Documentation
¶
Overview ¶
Package regression hosts the REG_* operators that fit a regression model against the filtered record set. Phase 0 lands the API surface only — every registered operator returns PROCESSING_REGRESSION_NOT_IMPLEMENTED via Fit. Phases 1–5 fill in closed-form OLS, regularization, GLM (IRLS), Bayesian linear, and the Resample / Selection modifier wrappers.
The package owns its own registry; the parent processing package consumes the Fit entry point through processing.FitRegressions without an import of regression-engine internals. To avoid an import cycle with processing.Record, this subpackage stays independent of concrete Record types — Phase 1 will introduce a narrow Record interface the same way processing/feature does.
Index ¶
- Constants
- func Fit(specs []*types.RegressionSpec, schema *encoding.Schema) ([]*types.RegressionResult, error)
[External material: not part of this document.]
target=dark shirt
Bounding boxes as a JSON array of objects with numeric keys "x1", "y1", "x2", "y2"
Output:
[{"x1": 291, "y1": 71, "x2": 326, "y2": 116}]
- func FitBuffered(specs []*types.RegressionSpec, schema *encoding.Schema, records []Record) ([]*types.RegressionResult, error)
- func LeverageForRow(fit *AttributeFit, x []float64) float64
- func RegisteredTypes() []types.RegressionType
- func ValidateRegression(spec *types.RegressionSpec) error
- type AttributeFit
- type BufferedEngine
- type Engine
- type Factory
- type Record
- type StreamingEngine
Constants ¶
const InterceptKey = "(intercept)"
InterceptKey is the map key used for the synthesized intercept entry in RegressionResult.Coefficients / StdErrors / PValues. Picked to be human-readable and impossible to collide with a real field name (no schema field carries parentheses).
Variables ¶
This section is empty.
Functions ¶
func Fit ¶
func Fit(specs []*types.RegressionSpec, schema *encoding.Schema) ([]*types.RegressionResult, error)
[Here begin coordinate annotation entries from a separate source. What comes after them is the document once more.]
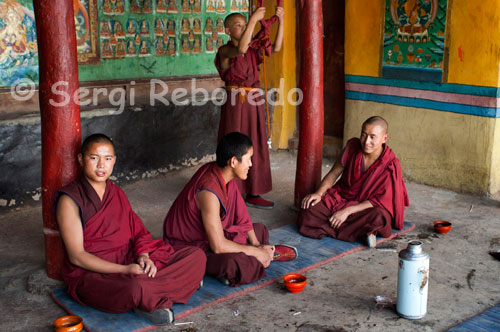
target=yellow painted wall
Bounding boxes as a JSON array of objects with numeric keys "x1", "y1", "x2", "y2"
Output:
[
  {"x1": 446, "y1": 0, "x2": 500, "y2": 87},
  {"x1": 345, "y1": 0, "x2": 385, "y2": 77},
  {"x1": 256, "y1": 0, "x2": 297, "y2": 149},
  {"x1": 344, "y1": 0, "x2": 500, "y2": 195},
  {"x1": 488, "y1": 119, "x2": 500, "y2": 198},
  {"x1": 344, "y1": 100, "x2": 494, "y2": 194}
]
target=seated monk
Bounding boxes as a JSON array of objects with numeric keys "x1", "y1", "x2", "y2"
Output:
[
  {"x1": 56, "y1": 134, "x2": 206, "y2": 325},
  {"x1": 163, "y1": 132, "x2": 274, "y2": 286},
  {"x1": 297, "y1": 116, "x2": 409, "y2": 247}
]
Fit drives Build then invokes Fit on every engine in order. Returns (results, nil) on success; the first per-spec error short-circuits the loop and propagates to the caller.
Phase 0 contract: every spec returns PROCESSING_REGRESSION_NOT_IMPLEMENTED from Fit. Phase 1 retires this path for the buffered orchestrator: callers now use FitBuffered to pass in the filtered record slice. Fit() is retained for callers that have no records (legacy / unit tests); engines that need rows return PROCESSING_REGRESSION_INSUFFICIENT_DATA from Fit() since their accumulator is empty.
func FitBuffered ¶
func FitBuffered(specs []*types.RegressionSpec, schema *encoding.Schema, records []Record) ([]*types.RegressionResult, error)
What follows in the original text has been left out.